National Federation in Bangladesh

Sramik Karmachari Oikya Parishad (শ্রমিক কর্মচারী ঐক্য পরিষদ; United Front of Workers and Employees) is a national federation of 16 unions in Bangladesh, which collectively represent 90 percent of the unionized labor force in Bangladesh.

==History==
Sramik Karmachari Oikya Parishad was established on 13 April 1983 by 12 national unions in Bangladesh. This traces to a meeting of 5 unions in Bangladesh in 1982, when union activities where banned under martial law in Bangladesh, that sought to restore workers rights to unionize. The number of participating unions increased to 11 by the end of 1982. The Bangladesh Jatiyatabadi Sramik Dal, aligned with Bangladesh Nationalist Party, joined in 1983 and they collectively formed the Sramik Karmachari Oikya Parishad.
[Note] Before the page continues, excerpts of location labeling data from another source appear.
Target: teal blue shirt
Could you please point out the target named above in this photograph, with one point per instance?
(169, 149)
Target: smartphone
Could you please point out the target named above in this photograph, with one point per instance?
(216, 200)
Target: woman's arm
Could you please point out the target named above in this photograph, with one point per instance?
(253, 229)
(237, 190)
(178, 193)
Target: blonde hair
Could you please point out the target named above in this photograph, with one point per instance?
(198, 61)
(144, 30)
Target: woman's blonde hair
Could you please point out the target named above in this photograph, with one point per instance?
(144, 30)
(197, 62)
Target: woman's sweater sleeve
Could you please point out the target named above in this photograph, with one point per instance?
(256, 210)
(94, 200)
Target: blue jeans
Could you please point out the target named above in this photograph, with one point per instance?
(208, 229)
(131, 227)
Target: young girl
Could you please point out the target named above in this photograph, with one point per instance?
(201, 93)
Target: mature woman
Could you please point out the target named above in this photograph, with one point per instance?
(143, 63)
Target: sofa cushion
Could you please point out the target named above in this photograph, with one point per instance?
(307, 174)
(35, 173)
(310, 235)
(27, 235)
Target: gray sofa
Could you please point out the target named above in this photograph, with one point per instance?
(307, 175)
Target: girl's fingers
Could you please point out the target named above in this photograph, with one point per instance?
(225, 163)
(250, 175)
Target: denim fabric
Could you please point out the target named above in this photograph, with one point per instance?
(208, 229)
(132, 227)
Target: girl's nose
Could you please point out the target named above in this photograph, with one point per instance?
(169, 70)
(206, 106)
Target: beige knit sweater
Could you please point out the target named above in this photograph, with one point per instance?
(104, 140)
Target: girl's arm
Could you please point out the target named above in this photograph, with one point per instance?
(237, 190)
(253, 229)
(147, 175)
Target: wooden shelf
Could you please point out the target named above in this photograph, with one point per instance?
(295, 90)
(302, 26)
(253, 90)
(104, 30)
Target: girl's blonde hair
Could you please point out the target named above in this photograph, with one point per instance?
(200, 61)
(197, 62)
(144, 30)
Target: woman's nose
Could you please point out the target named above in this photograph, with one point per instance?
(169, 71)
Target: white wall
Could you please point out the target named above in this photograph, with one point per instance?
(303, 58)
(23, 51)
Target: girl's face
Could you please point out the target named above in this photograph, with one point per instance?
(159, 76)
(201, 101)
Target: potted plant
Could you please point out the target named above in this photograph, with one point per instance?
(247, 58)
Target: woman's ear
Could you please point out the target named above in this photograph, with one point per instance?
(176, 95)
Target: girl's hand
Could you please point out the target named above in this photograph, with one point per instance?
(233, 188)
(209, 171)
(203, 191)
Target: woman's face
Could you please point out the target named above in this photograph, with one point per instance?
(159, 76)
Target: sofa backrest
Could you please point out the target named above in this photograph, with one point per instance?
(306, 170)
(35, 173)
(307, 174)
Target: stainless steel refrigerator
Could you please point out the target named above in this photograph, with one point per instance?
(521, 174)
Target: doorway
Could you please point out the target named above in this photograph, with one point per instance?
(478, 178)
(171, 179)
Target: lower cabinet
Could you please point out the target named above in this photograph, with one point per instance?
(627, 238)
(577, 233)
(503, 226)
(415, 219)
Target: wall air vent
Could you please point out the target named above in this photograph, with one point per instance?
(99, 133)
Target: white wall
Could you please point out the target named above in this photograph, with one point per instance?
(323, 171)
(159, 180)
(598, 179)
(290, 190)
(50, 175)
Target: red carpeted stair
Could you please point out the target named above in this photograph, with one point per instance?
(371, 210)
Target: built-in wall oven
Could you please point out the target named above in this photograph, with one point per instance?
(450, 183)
The formation was announced at the Jatiya Press Club. They declared a 5-point demand to the Chief Martial Law Administrator of the Government of Bangladesh concerning labour rights. In 1983, Jatiya Sramik League, aligned with Bangladesh Awami League, joined the Sramik Karmachari Oikya Parishad.

The military regime led by General Hussain Muhammad Ershad initially tried to ignore demands. Smaller unions in Bangladesh started to follow the Sramik Karmachari Oikya Parishad. The Minister of Industry, Golam Mostafa and Minister of Labor, Aminul Islam, met with representatives of the Sramik Karmachari Oikya Parishad. The government facing the threat of national strike signed an agreement with the Sramik Karmachari Oikya Parishad to increase the rights of workers on 21 May 1984. The parishad went on strikes to ensure the government implemented the agreement. In 1984, Kazi Zafar Ahmed of Bangla Sramik Federation and Sirajul Hossain Khan of Bangladesh Workers Federation joined Jatiya Party (Ershad) led by Hussain Muhammad Ershad and were appointed government ministers. Their respective organization left the Sramik Karmachari Oikya Parishad following. Tajul Islam of the parishad was killed by the Bangladesh Police while participating in the strike.

In 1986, Ruhul Amin Bhuiyan of the Jatiya Sramik Jote and Shah Mohammad Abu Zafar of the Jatiya Sramik League joined the Jatiya Party, which further weakened the parishad. In the 1990s, the Sramik Karmachari Oikya Parishad signed a number of agreements with the government of Bangladesh for improving labor conditions and carried out a number of strikes to force the government to implement those strikes. Beyond labour issues, the organization has campaigned for greater rights for religious minorities.